I quit.  I just quit.  I don't want to try and win people over anymore.  I'm done with being the nice girl that feels like she needs to be liked.  No.  I'm done with that.  I'm going to be the nice and indifferent girl now.  I want to know that I am needed.  I want to know just how much I mean.  I'm done being side-swept by nasty rumors.  I'm done feeling like second best.  I'm done with feeling like I have to please everyone.  I'm okay with just being me.  I'm okay with taking a few steps back from what I've been doing.  I just want to be the girl that I know.  I'm strong.  I'm smart.  I'm a bit overly sarcastic.
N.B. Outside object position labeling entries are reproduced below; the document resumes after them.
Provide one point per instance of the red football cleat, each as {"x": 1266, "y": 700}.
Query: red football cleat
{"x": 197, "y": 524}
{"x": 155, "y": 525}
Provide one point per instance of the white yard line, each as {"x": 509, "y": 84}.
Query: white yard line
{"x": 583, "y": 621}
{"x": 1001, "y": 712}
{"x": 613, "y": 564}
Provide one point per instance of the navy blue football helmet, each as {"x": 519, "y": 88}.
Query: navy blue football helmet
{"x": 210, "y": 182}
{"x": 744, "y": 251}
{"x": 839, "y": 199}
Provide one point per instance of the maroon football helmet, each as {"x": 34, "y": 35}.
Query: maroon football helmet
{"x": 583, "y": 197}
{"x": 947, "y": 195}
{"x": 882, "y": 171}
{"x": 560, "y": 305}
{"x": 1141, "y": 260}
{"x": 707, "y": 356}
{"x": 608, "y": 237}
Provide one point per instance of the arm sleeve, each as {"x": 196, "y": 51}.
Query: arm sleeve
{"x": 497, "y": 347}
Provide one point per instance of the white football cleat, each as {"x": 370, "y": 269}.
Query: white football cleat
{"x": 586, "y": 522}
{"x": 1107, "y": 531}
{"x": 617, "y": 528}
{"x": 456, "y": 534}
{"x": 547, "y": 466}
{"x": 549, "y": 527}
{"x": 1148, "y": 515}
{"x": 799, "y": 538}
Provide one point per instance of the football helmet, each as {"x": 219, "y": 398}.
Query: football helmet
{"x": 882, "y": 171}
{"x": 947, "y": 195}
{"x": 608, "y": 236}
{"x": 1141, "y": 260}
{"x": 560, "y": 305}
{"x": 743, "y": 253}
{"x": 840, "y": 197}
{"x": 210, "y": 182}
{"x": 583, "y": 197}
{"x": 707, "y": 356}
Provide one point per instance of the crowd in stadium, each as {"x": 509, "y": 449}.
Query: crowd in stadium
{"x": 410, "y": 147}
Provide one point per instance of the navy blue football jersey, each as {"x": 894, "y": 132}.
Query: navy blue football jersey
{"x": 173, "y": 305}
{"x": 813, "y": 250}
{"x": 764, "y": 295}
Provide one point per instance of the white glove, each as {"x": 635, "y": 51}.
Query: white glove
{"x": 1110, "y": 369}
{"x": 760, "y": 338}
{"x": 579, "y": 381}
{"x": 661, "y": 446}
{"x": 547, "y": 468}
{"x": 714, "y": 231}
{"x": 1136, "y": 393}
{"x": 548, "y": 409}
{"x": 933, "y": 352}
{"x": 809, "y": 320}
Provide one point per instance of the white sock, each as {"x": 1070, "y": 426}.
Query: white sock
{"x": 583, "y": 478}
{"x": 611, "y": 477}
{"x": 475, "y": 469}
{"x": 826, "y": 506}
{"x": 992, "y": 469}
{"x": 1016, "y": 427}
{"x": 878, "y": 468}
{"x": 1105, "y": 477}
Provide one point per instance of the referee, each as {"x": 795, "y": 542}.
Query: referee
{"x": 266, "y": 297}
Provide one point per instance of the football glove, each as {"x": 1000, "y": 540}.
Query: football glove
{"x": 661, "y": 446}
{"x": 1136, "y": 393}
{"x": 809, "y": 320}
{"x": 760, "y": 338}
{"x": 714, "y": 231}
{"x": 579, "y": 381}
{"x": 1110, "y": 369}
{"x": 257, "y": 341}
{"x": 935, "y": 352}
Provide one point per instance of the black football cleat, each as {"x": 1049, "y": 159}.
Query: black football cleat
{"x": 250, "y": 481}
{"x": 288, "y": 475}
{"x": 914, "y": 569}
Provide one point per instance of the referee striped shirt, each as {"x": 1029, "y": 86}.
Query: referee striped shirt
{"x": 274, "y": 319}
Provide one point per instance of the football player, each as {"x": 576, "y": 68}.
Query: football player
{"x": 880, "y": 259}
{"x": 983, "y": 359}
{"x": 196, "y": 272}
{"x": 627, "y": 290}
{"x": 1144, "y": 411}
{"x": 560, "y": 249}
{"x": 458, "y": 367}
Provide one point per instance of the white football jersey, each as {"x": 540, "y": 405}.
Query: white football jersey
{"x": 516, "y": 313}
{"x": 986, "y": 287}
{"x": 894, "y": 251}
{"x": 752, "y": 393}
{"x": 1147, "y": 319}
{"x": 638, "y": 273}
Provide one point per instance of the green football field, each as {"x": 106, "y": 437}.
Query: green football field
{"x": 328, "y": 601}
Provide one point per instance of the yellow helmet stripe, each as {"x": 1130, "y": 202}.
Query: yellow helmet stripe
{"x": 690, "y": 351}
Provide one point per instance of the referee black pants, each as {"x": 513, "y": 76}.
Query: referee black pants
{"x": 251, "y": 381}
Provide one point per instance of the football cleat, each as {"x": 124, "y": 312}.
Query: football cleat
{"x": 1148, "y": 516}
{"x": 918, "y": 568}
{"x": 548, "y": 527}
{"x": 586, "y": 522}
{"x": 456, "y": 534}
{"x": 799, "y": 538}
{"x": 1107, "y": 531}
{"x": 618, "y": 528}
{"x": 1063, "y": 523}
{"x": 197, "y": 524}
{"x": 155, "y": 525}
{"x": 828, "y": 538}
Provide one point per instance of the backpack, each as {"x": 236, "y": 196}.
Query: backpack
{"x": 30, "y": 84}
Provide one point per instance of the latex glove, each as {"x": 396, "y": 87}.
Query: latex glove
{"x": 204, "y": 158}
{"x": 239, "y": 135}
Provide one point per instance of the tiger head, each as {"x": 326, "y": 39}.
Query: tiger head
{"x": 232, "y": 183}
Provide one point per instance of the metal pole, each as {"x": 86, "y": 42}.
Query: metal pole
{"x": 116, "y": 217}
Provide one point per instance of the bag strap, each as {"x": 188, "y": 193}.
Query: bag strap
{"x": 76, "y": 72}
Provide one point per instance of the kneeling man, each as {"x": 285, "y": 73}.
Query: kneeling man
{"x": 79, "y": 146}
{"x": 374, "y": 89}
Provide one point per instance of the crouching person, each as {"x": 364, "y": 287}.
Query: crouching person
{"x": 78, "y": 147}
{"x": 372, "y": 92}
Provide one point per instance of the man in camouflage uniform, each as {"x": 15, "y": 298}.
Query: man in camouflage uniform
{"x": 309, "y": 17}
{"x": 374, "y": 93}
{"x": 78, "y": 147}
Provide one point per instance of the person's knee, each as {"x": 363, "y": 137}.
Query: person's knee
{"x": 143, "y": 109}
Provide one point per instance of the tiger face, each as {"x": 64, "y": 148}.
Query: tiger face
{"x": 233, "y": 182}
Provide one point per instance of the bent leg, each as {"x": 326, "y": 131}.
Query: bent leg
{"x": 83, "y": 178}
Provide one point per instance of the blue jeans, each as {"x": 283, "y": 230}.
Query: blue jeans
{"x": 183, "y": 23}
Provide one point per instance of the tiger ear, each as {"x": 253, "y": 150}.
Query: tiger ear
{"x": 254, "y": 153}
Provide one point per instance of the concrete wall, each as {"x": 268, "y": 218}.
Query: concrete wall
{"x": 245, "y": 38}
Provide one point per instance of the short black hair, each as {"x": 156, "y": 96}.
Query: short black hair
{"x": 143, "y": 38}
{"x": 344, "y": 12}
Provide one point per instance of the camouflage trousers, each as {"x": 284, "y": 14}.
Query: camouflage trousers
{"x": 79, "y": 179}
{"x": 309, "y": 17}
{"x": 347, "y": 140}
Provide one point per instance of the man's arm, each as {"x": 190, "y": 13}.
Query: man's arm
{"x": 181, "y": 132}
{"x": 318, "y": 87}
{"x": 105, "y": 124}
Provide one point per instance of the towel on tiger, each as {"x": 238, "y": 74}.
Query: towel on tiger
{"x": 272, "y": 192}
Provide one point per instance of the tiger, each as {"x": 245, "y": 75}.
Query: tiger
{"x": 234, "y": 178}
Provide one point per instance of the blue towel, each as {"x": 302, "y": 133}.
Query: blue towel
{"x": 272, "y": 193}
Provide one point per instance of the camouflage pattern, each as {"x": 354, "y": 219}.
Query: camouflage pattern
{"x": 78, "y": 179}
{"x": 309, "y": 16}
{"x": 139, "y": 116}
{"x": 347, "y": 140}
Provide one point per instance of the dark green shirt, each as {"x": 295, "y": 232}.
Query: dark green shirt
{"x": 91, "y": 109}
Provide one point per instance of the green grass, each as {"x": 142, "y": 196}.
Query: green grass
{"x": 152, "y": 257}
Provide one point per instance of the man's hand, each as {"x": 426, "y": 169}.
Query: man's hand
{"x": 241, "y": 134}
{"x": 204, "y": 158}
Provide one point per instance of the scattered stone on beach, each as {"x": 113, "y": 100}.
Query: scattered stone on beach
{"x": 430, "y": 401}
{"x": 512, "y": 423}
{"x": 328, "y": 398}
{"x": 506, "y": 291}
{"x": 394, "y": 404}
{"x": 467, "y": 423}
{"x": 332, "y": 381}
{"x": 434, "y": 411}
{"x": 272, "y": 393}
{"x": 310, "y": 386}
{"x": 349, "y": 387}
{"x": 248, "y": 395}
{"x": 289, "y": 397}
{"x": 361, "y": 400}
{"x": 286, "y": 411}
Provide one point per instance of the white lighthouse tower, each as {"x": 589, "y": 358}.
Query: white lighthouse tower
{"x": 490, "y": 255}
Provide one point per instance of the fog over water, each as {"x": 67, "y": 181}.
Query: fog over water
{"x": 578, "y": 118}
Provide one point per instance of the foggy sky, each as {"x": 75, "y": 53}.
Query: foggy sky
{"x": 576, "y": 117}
I feel overwhelmed right now.  I thought I had a lot of things under control and I thought that by doing certain things I would have more of a perspective on things but I really just don't.  Over the last year I've lost sight of things that really matter t me.  So you know what?  I quit.  I need to focus on what really matters right now.  I have my religion that I'm firmly holding on to.  I have my family that I haven't seen a whole lot of.  I have my friends who are really supportive.  I have my school work that I need to focus on.  I have my community that I love to give back to.  That is all I need right now.  All the other problems can eat monkey poop.  I'm standing my ground for those things.  As for everything else--I can rebuild.

And dear Lord, I am scared.  I'm scared of disappointing people.  I'm scared of loosing people.  I'm scared of what comes next.  I am scared--but gosh does it feel good to be scared.  There is just so much out there.  I wrote a little while ago in my journal or somewhere that I had so my options.  Now, when I wrote it I had intended it to be about something else.  Today it has a whole new meaning to me.

It's a new day.  It's a new life.  I'm feeling good.